Saturday, October 04, 2008

They're plastic, and they're spectacular!

Last night spouse and I were out to eat at a fairly casual, noisy ribs place. Over our margaritas, the following conversation ensued:

Spouse: Man, those are huge!

Since he is looking at my chest, I fire back with:

Me: I beg your pardon, they are the same size they were yesterday.

Spouse: Um...okay. If you say so.

Spouse gets an oddly puzzled look on his face

Turns out he was talking about the buttons on my cute cropped denim jacket.

These:


That's a nickel in the photo for comparison.

Thursday, October 02, 2008

Bonus Conversation

Spouse walks in this evening (8:30-ish--he works for a hedge fund, and its been crazy the last two weeks!) carrying a bouquet of flowers. He hands them to me.

Me: "Please tell me you don't have a brain tumor."

And scene!

Okay, so it's not so much of a conversation as I set it up to be.

Monday, September 29, 2008

Feel like cookin'

Fall brings out my inner Rachael Ray--without the irritating voice or the random "YUMM-O"s.

I feel like cooking tonight. On the menu:

Orange Roughy sauteed in a little olive oil with caramelized red onion, diced tomato, and tarragon.

Roasted beets and sweet potato (dice them up small for speed!)

Fresh green beans with a smidge of bacon grease from today's lunch BLT.

Doesn't that sound yummy? Dinner's at 6:30. Y'all come!

Thursday, September 18, 2008

I had to go and flap my jaws

Erm...metaphorically, that is. Since I can't literally do that yet.

I pulled a muscle in my shoulder yesterday (the trapezius, if you were wondering.) And it had me awake a large portion of the night. When you pull your trapezius, as I have done before, and you try to shift any part of your body while it is prone, it hurts. Seriously. Wiggling the toes hurts like a demon spawn. That particular muscle group is where I carry stress and tension, along with the lumbar region of my back, according to my former Reiki practitioner. Actually the back stress carries in the top edge of my gluteus muscles.

Yes. You read that right. I'm a pain in my own ass. Go figure.

Anyhoo...I was really in a world of hurt last night, and unable to get comfortable in any position, so I was up most of the night.

Its like the trouble is shifting. I get one part of my body more or less under control, and something else freaks out. I've had enough Reiki to know what that means.

The message is clear: no more bragging about a full night's sleep after only four or five.

If you need me for the rest of the day I'll be over here in the corner applying copious amounts of heated counter-pressure to my shoulder. When I'm not doing my TMJ exercises, that is.

This is what we call the Body Eclectic.

Tuesday, September 16, 2008

Singing the Body Electric

Or as a college friend used to say when she was discouraged about some physical feature: "the body eclectic."

I've been thinking about the connection in the whole mind-body thing lately, ever since the dentist told me I had been schlepping around an abscess for about 18 months. He told me that I would likely experience a whole new surge of energy after I was healed of this latest dental drama. What has happened so far is that I sleep like a log. Except for the first several nights when I woke every four hours in pain to take my meds, I have slept through the night for the first time in years.

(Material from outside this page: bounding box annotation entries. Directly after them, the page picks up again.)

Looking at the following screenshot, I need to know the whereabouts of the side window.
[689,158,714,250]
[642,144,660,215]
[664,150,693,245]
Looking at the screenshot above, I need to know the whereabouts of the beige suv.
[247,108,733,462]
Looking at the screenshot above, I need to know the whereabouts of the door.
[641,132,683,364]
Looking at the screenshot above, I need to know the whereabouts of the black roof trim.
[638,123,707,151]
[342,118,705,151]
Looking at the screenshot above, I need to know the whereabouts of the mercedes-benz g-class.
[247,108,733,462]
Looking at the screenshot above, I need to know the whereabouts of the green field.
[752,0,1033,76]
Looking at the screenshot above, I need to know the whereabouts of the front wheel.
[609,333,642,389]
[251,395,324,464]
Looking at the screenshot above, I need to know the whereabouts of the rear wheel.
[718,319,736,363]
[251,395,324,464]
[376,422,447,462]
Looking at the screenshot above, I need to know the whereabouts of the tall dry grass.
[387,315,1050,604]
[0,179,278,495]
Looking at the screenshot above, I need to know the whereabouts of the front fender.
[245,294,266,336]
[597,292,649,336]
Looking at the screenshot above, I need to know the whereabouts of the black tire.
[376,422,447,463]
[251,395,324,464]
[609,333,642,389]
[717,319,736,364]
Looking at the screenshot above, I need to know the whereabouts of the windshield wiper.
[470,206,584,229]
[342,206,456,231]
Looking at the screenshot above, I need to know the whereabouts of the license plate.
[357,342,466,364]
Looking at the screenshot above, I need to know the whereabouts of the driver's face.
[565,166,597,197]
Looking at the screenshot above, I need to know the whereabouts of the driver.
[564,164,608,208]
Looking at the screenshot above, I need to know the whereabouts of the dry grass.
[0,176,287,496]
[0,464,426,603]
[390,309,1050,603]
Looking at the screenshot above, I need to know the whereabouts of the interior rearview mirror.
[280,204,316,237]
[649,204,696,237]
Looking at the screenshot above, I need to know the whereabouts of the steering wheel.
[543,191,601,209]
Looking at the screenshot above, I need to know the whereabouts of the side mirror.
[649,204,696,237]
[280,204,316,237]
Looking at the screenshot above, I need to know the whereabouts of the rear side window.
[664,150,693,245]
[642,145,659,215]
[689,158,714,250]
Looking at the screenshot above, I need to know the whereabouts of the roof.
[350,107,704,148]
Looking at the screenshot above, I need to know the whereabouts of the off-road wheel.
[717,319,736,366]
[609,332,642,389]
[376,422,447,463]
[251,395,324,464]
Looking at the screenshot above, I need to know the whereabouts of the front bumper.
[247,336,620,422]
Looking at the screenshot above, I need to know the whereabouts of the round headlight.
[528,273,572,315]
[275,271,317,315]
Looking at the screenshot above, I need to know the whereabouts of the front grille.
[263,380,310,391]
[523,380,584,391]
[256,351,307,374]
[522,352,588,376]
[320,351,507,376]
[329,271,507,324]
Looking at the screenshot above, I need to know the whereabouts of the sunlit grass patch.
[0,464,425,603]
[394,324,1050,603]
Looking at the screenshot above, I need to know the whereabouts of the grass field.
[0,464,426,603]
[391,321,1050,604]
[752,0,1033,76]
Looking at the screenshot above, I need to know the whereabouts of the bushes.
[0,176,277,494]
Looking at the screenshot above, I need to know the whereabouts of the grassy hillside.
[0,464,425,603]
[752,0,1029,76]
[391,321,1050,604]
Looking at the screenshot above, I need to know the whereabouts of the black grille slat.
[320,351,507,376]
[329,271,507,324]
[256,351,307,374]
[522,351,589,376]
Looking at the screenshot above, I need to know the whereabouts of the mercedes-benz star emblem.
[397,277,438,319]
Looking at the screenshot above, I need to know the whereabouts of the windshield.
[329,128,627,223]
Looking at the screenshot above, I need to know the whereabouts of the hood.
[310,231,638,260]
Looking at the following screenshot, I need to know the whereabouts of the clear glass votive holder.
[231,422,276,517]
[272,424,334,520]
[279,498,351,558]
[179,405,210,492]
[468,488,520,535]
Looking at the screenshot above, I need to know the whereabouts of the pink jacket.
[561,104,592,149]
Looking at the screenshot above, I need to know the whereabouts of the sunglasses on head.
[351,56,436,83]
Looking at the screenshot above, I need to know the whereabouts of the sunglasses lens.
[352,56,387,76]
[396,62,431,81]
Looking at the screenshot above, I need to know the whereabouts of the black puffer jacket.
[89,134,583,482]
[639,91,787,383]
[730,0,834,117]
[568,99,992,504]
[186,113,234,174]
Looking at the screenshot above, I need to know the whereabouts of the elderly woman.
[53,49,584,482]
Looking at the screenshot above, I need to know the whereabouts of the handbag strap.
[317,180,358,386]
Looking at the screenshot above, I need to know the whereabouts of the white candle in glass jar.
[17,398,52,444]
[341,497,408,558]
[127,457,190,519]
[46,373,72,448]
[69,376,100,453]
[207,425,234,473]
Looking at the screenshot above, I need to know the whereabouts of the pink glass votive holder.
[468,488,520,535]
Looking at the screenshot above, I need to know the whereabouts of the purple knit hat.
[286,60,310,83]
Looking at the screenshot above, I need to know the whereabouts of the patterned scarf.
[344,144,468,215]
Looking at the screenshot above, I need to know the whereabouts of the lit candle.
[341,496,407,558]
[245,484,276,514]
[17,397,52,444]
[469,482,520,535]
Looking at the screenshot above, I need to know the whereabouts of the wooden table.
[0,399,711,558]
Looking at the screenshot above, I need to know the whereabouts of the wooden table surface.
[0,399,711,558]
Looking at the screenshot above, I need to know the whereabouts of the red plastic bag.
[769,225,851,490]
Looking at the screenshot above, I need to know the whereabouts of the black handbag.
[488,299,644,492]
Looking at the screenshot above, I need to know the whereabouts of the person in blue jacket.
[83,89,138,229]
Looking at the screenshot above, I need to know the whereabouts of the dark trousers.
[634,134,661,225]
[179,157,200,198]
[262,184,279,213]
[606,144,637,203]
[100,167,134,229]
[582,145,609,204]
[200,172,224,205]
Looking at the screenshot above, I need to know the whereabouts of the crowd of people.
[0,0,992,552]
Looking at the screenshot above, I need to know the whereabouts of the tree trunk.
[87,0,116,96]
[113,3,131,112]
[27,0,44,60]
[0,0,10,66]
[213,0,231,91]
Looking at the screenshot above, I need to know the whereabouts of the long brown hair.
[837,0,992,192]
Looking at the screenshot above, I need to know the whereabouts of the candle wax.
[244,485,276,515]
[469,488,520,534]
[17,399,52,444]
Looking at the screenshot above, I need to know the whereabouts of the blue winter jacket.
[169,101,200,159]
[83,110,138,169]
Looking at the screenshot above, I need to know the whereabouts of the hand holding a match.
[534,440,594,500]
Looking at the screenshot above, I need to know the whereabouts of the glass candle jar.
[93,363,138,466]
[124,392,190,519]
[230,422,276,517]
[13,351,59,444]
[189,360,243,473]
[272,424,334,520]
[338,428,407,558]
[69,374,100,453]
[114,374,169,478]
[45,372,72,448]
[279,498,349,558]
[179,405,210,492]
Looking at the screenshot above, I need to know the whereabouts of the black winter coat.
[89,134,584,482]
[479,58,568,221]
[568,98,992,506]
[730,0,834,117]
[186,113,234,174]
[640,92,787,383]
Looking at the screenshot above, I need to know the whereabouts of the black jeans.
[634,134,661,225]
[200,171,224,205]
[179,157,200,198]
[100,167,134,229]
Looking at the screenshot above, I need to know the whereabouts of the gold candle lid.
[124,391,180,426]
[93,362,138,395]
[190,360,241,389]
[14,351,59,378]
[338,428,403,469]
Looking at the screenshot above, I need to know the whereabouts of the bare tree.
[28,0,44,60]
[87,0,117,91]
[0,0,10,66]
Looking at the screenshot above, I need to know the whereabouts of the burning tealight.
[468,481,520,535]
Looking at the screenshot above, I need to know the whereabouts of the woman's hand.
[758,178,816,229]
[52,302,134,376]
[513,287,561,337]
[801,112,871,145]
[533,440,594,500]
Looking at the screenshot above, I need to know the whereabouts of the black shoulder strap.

People who do this every night (or even most nights) do not know what an extraordinary statement this is. I had not had a good night's sleep for at least two years, but now I've had, like, four in a row! Four. in. a. row.

I'll never get back those 700+ days and nights I missed out on, but I am embracing the ones I am getting now. For now it means that except for the days that I have early morning commitments (like Sundays) I am not setting my alarm. I am sleeping as late as I need to because I need to know how much sleep I really need. Then I will go back to the drawing board and decide how early to go to bed to meet that need.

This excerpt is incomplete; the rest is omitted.